Let’s cut to the chase. Distracted, distraught, and exhausted, Amber Guyger parked on the wrong floor, thought she was shooting an intruder, and couldn’t stop crying about it. I submit that she was sorry that she killed Botham Jean, but mainly because of the effect his death was going to have on her. Which is why she said, at the exclusion of almost anything else, that she thought she was in her own apartment when she opened fire. She didn’t mention the impact on Botham Jean’s loved ones. She didn’t do her best to keep him alive, or at least slow his demise. High-stress situation, certainly, but her first thought, even when he was clearly not a threat, was for herself.
Yes, I’m mind-reading here. And yet, everything that happened after her conviction, all the unprecedented video that made the news, was about providing comfort to someone whose main concern seems to have been the impact her mistakes — which weren’t completely random, given her social media history — would have on her.
I am writing this on the day after that one of the key witnesses against Guyger was murdered, execution-style. I wonder how many tears she is weeping for him right now, or whether the judge and Botham John’s little brother are as deeply affected by his passing as by Amber Guyger’s ten year sentence.

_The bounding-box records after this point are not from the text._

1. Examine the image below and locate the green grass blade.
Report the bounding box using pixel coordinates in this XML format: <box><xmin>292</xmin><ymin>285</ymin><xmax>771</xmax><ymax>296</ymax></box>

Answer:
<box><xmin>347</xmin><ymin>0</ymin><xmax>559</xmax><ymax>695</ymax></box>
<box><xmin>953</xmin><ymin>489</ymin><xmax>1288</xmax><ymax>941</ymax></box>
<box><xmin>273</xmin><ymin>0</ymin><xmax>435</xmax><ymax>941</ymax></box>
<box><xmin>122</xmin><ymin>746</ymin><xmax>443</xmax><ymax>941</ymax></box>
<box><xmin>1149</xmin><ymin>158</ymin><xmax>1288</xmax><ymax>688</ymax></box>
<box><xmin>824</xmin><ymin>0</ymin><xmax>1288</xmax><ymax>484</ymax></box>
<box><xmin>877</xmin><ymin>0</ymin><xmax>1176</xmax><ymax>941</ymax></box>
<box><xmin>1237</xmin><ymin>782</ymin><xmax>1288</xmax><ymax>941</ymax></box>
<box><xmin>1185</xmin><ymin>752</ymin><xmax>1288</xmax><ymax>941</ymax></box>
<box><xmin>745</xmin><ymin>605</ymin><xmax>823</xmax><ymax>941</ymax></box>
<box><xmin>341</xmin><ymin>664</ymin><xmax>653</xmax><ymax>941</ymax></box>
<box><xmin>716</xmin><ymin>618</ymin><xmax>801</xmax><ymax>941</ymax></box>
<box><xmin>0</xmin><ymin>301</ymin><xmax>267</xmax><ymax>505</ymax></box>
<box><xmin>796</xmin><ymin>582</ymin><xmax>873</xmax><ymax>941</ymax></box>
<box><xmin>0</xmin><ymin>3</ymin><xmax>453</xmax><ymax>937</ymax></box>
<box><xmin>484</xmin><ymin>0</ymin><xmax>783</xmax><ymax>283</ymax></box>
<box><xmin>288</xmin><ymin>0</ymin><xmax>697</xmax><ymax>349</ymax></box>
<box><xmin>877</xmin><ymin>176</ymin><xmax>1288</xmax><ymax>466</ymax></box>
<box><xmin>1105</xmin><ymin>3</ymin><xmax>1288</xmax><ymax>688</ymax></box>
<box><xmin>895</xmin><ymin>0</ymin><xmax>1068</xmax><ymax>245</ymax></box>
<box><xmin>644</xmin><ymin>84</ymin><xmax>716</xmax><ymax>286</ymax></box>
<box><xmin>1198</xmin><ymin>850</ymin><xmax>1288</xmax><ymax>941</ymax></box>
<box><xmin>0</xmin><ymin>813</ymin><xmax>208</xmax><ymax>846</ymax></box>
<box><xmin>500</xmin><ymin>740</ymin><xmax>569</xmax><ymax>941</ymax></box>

Update: I assumed nobody would be arrested for the murder just mentioned, which sounded like a hit, but lo and behold, a day later, three of the “usual suspects” (black men) were named as Joshua Brown’s killers. According to the poorly concocted story, Brown, a key witness in an upcoming civil case against the Dallas police, was shot by three black suspects who drove four hours to buy weed from someone who was never identified as a dealer by Guyger’s defense team (a detail that would have undoubtedly influenced the jury), then left not only what they came for but an additional stash of drugs behind.